GSA Annual Meeting in Denver, Colorado, USA - 2016

Paper No. 280-8
Presentation Time: 10:00 AM

THE USE OF MACHINE LEARNING FOR THE SYNTHESIS OF STREAM DISCHARGE – GAGE HEIGHT RATING CURVES


ALLEN, Sarah M., TULLEY, Skyler, MURDOCK, Thomas and EMERMAN, Steven H., Department of Earth Science, Utah Valley University, 800 West University Parkway, Orem, UT 84058, StevenE@uvu.edu

The conventional method of measuring stream discharge is to install a gaging station that automatically measures gage height, which is the elevation of the water surface above a fixed datum.

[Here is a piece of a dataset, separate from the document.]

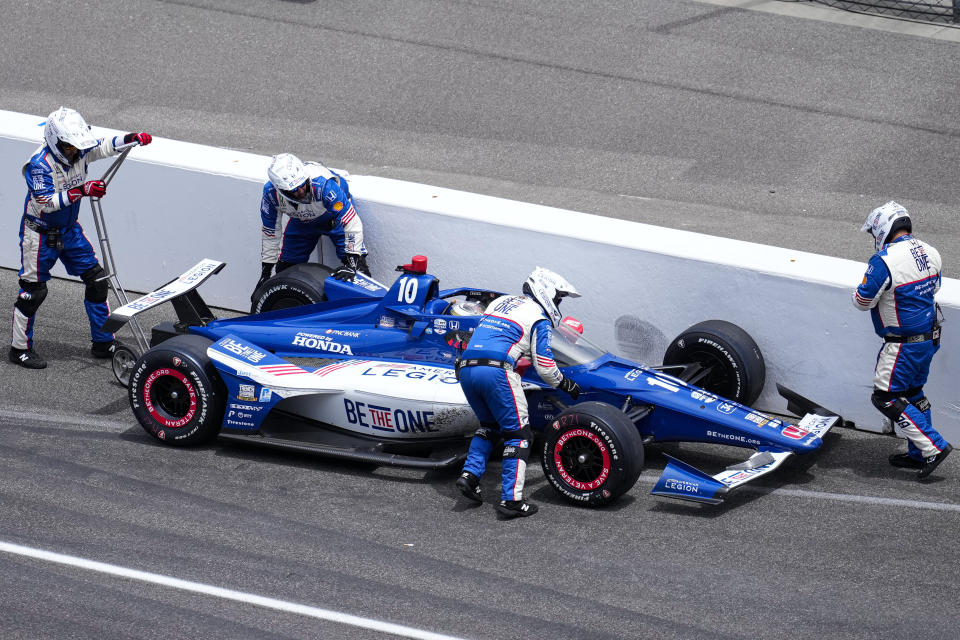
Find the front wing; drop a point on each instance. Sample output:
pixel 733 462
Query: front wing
pixel 685 482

The gage height is then converted into stream discharge by means of a rating curve, which is developed by carrying out multiple simultaneous field measurements of stream discharge and gage height over a wide range of discharge values. The major cost of a gaging station is the manpower required for the development of the rating curve. As a consequence, gaging stations can be prohibitively expensive in remote and impoverished areas of the world. The problem with the conventional method is that, for each new gaging station, a rating curve is developed from field measurements as if it has never been done before. By contrast, the U.S. Geological Survey has developed rating curves for 61,240 gaging stations, which has involved 3.68 million simultaneous measurements of gage height and discharge. The objective of this research is to use machine learning for the synthesis of rating curves from easily measurable hydrogeologic parameters. The first step has been to create a conceptual framework that identifies the relevant hydrogeologic parameters. Frequent reverse flow or flood waves preclude the existence of a rating curve (unique relationship between gage height and discharge). If a rating curve exists, then a stable channel has a power-law rating curve. Deviations from the power-law curve result from deposition (power-starvation) or scouring (sediment-starvation), which could occur at the high or low range of discharge or both. The eight types of deviation (including no deviation) from the power-law curve can be regarded as eight functional forms of rating curves, which can be represented as lines, parabolas or cubic polynomials on plots of the Z-scores of the logarithms of gage height and discharge. Rating curves can be classified into the eight types based on the hydrogeologic criteria of (1) stream slope (2) relative erodibility of the stream banks (3) distance to the nearest upstream and downstream confluences with relatively significant discharge. The caret package in the R programming language is being used to predict rating curves from the above hydrogeologic parameters in the state of Utah. Further results will be reported at the meeting.